R Posts You Might Have Missed!

Alastair Rushworth

2 years ago

[This article was first published on Alastair Rushworth, and kindly contributed to R-bloggers]. (You can report issue about the content on this page here)

Want to share your content on R-bloggers? click here if you have a blog, or here if you don't.

TL;DR

I wanted something that goes some way to automating my own time-consuming process of scrolling twitter for cool things to read. I thought a few other people might feel somewhat similar, so I decided to build a feed.

R posts you might have missed is an semi-automated twitter account posting recent R-related content. The goal is to make it easier to keep up with the most important packages and news from the community. Links to relevant and popular resources are gathered from twitter and the R blogosphere before being processed and lightly curated.

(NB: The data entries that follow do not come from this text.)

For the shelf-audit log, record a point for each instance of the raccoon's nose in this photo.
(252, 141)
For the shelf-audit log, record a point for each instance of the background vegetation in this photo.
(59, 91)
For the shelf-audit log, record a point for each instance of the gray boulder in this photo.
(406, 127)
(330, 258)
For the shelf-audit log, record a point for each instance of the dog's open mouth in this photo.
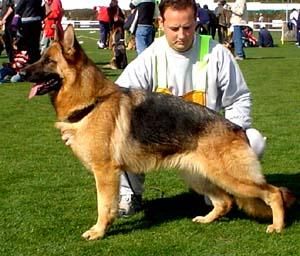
(41, 88)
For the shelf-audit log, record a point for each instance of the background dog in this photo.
(112, 129)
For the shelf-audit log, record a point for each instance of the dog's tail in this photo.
(257, 208)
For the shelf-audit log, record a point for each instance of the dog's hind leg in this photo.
(107, 184)
(222, 204)
(221, 201)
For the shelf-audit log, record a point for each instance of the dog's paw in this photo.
(201, 219)
(93, 234)
(274, 228)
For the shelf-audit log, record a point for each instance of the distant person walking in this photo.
(239, 17)
(104, 22)
(145, 33)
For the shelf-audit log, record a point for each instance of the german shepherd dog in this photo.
(110, 129)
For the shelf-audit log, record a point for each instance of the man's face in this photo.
(179, 28)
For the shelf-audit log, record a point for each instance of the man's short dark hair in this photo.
(177, 5)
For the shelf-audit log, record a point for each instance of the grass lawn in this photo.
(48, 199)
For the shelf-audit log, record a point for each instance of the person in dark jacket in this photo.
(8, 11)
(32, 14)
(265, 38)
(144, 34)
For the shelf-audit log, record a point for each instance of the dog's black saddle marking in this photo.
(168, 123)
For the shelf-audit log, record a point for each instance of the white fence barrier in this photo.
(275, 25)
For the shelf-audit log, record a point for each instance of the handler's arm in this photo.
(235, 96)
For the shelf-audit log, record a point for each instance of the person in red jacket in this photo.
(52, 22)
(104, 25)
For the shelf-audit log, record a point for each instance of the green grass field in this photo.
(48, 199)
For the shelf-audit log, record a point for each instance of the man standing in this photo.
(192, 66)
(7, 10)
(144, 34)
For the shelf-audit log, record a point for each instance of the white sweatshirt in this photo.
(226, 87)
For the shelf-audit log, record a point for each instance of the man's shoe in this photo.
(129, 205)
(239, 58)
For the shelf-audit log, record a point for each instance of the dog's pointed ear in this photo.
(58, 34)
(69, 40)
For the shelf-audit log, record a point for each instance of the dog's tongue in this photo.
(34, 90)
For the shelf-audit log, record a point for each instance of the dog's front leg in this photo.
(107, 185)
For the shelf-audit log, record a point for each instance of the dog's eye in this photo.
(49, 61)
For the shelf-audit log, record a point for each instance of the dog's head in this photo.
(53, 69)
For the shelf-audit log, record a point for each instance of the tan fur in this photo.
(221, 166)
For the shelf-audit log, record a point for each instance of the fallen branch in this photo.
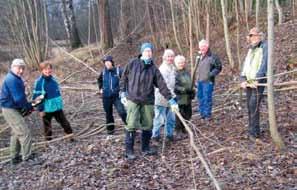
(200, 156)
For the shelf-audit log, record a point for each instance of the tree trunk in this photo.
(190, 34)
(257, 13)
(226, 33)
(246, 8)
(174, 27)
(207, 32)
(70, 24)
(237, 35)
(106, 38)
(241, 7)
(271, 110)
(280, 12)
(125, 20)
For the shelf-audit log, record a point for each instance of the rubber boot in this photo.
(145, 146)
(130, 137)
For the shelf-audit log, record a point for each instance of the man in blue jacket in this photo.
(109, 87)
(14, 103)
(254, 72)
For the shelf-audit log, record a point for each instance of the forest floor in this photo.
(95, 160)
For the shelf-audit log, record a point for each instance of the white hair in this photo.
(179, 58)
(203, 42)
(17, 63)
(168, 52)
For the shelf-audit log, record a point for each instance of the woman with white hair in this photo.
(184, 94)
(163, 114)
(14, 104)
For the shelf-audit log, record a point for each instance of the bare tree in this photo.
(173, 25)
(106, 37)
(272, 118)
(280, 12)
(70, 24)
(226, 33)
(28, 25)
(257, 13)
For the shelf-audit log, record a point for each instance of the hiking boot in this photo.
(145, 144)
(16, 160)
(34, 160)
(129, 141)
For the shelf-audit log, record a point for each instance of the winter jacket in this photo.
(168, 73)
(109, 81)
(139, 80)
(49, 87)
(255, 63)
(183, 87)
(13, 93)
(209, 66)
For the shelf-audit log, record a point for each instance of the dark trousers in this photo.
(186, 112)
(254, 97)
(60, 118)
(108, 103)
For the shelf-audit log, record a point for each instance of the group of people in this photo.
(145, 96)
(15, 106)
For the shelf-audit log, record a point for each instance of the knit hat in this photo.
(108, 58)
(17, 63)
(146, 45)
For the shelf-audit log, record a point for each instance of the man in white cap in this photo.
(254, 72)
(209, 67)
(139, 79)
(14, 102)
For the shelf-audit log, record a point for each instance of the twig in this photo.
(200, 156)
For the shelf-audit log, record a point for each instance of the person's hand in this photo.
(124, 99)
(243, 85)
(173, 105)
(41, 114)
(253, 84)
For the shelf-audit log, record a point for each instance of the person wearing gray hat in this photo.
(14, 102)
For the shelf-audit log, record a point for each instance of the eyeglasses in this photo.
(251, 35)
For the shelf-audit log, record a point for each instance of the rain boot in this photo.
(145, 146)
(130, 136)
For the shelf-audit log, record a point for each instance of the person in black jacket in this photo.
(139, 78)
(109, 87)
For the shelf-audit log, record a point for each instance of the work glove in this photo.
(191, 93)
(173, 105)
(124, 99)
(38, 100)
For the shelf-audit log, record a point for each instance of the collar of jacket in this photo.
(47, 77)
(110, 70)
(15, 75)
(256, 45)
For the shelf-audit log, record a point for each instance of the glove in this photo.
(173, 105)
(192, 94)
(24, 112)
(38, 100)
(124, 99)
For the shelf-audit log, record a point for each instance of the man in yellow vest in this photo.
(254, 72)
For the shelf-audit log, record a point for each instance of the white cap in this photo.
(203, 43)
(17, 63)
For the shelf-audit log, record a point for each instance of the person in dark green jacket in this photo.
(138, 81)
(184, 95)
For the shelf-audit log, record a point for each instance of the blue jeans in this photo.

Read on to learn the origin story of the account, how it works and what comes next!

News overload!

Keeping track of new developments in the data science, open source and R communities is hard. The number of active developers, application areas and R packages is exploding. Ever since I started writing R code I’ve found it hard to avoid reinventing solutions to problems that are already solved by other developers, usually through ignorance of those developments. Being up-to-date with recent developments equips you with options that can change the way you approach a new problem.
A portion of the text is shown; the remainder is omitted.